Byter Order Marks are not generally valid in in-memory Unicode data,
only in Unicode files.
It's probably on byte 0 of the input array. Can you strip it out?

See this quotation from
http://www.xencraft.com/resources/unicodebom.html :

The BOM character
The Unicode Character Standard designated two characters as an aid to
distinguish big-endian data from little-endian data. "Endianness" is not
a problem for UTF-8 since it is a serialized byte stream. However, to
process data encoded in UTF-16 or UTF-32, an application must first
determine if the data being read is in the same or different
"endianness" from the architecture that the application runs on. 
Unicode designated the character U+FEFF as the "Byte Order Mark" (BOM)
and reserved U+FFFE as an illegal character. If an application detects a
U+FFFE it can therefore presume that the data is in the opposite
endianness of the architecture and that the data should be byte swapped.
(A 32-bit architecture should also be word swapped.)

HTH!
Matt

-----Original Message-----
From: Xiaofan Zhou [mailto:[EMAIL PROTECTED]
Sent: Thursday, May 26, 2005 1:27 PM
To: xerces-c-dev@xml.apache.org
Subject: Invalid character 0xFFFe


Hi, All, 

I am encounting a XML parsing error saying something like the following:


XML Parser failed, Error: Invalid character (Unicode 0xFFFe)
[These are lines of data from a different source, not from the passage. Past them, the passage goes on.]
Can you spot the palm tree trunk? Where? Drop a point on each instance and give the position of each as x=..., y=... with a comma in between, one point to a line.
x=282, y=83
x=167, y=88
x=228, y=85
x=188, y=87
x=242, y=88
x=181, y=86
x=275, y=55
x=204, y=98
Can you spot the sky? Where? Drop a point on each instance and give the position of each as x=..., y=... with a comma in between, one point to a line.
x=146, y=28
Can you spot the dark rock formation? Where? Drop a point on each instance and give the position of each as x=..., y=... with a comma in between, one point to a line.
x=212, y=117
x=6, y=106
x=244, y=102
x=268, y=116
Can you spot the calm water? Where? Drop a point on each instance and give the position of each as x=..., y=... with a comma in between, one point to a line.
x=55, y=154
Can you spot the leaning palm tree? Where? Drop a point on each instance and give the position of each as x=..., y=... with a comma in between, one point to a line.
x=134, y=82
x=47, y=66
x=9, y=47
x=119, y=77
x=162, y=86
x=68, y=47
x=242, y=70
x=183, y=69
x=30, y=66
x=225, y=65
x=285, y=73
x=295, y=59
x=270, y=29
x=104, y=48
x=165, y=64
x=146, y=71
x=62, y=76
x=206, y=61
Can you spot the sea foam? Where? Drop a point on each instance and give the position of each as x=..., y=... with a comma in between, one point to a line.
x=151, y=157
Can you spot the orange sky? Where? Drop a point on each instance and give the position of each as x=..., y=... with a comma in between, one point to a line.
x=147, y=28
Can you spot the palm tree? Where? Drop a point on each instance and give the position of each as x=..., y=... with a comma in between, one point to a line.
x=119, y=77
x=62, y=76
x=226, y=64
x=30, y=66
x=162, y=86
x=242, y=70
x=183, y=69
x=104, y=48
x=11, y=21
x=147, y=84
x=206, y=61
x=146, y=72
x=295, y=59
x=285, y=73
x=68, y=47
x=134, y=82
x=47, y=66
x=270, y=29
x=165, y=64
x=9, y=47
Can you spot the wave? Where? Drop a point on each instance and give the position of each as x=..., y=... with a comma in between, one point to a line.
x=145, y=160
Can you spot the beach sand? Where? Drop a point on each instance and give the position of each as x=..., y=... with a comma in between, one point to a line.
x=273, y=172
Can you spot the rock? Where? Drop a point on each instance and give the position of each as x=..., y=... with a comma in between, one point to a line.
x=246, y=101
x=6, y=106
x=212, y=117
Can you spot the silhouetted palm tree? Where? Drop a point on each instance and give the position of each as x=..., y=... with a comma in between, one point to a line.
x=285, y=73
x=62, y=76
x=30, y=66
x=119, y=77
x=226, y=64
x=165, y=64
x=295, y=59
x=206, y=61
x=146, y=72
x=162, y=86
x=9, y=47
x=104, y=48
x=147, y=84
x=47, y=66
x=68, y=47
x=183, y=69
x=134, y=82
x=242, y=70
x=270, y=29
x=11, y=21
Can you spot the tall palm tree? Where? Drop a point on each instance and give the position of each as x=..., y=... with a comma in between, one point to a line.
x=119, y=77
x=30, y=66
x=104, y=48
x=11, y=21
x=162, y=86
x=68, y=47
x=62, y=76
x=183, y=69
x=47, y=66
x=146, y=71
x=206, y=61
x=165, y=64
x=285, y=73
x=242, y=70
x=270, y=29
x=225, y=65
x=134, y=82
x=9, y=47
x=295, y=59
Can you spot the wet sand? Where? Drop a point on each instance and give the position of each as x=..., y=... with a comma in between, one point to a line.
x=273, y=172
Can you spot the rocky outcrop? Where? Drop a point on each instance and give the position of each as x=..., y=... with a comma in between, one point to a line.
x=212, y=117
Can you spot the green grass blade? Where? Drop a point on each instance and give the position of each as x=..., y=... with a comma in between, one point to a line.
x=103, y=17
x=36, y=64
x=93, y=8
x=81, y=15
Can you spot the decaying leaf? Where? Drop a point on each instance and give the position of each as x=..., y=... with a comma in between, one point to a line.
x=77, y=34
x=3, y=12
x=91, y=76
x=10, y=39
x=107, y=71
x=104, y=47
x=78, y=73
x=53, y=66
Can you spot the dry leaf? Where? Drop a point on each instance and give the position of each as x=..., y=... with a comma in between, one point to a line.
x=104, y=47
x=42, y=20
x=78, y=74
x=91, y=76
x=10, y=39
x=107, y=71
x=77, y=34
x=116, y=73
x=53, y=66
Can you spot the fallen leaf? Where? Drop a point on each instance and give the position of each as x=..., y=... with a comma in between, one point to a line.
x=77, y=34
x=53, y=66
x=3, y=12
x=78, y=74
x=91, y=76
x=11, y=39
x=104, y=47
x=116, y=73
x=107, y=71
The XML file size is about 100K in disk, the application is sort of like
this: it is created from a DOM tree in memory then passed to a SAX
parser.
The error is reported in the SAX parser.

Not sure where the unicode 0xFFFe come from, if I save the XML in file
then load it into Internet Explorer, it is fine.

Also,  If I reduce the size, it also works fine.

Any suggestions?  Thanks much in advance.